A Night in Casablanca is essentially a reunion of classic hits (“Don’t worry,” quips Groucho, “this isn’t the first time I’ve been in a closet.”), and our joy comes from watching our favorite comedians crack wise and mug for the camera. This is the proper farewell that they were denied in The Big Store. It's impressive that these brothers, pushing 60 years of age and certainly looking it, can still move at the crackerjack pace of their younger days.

This film plays very much like a collection of greatest hits, and what’s here is spot-on: Groucho’s barrage of wisecracks, Chico at the piano, Harpo munching on a teacup. The jokes come at a fast clip, full of that old spark, and there are a good number of punch lines that you’ll want to memorize and try out on blind dates.

The script was written by Joseph Fields and Rolands Kibbee, who certainly were Marx fans, and the director, Archie Mayo, was a veteran of studio comedies. They clearly enjoyed themselves, and it shows. The plot, again, is meaningless, inviolving antics at the Hotel Casablanca (yes, that one) and stolen Nazi loot. Thankfully, the serious bits, which are honestly dull, are more in the background than the average MGM Marx movie.

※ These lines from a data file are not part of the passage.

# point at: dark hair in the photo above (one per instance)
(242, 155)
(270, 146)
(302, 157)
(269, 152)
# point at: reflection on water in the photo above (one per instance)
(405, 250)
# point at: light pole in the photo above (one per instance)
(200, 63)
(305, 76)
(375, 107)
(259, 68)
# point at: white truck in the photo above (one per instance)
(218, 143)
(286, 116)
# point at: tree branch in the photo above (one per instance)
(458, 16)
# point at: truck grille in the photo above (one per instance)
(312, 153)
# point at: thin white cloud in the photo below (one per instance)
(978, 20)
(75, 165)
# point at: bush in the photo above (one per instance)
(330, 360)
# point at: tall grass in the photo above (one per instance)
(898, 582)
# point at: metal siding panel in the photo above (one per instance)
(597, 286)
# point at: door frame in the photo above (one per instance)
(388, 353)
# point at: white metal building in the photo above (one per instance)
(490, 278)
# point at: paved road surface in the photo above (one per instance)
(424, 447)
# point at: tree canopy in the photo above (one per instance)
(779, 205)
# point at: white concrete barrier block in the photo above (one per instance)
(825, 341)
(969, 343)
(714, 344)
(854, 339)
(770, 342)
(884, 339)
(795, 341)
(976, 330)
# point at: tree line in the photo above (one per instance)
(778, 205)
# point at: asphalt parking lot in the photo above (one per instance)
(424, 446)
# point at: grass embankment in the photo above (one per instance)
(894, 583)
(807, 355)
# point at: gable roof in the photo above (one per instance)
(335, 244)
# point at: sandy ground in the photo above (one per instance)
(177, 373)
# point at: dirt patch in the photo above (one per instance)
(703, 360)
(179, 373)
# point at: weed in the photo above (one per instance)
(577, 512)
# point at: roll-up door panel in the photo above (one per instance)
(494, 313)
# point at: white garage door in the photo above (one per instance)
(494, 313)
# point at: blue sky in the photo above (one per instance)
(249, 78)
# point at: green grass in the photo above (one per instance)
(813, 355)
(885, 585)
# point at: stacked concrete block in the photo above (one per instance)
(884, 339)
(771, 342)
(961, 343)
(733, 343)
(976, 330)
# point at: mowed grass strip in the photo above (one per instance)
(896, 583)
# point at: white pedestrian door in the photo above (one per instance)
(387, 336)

It should be noted that Sig Ruman plays a great comic foil as a Nazi on the run, just as he was great in Night at the Opera and Day at the Races. Lisette Verea does a decent job as his accomplice, trying to seduce Groucho, but, let's be honest, she's no Thelma Todd or Margaret Dumont. She's basically there as a romantic magnet for Groucho's put-downs and one-liners.

I suppose I should say something cliched, like pointing out that this is the Marxes' best movie since Irving Thalberg died. But isn't that a bit obvious? We never expect old entertainers to excite us with new material, but spark our nostalgia for the good ol' days. The cheap price of the DVD pretty much makes this a given purchase, but just be sure to grab Night at the Opera first.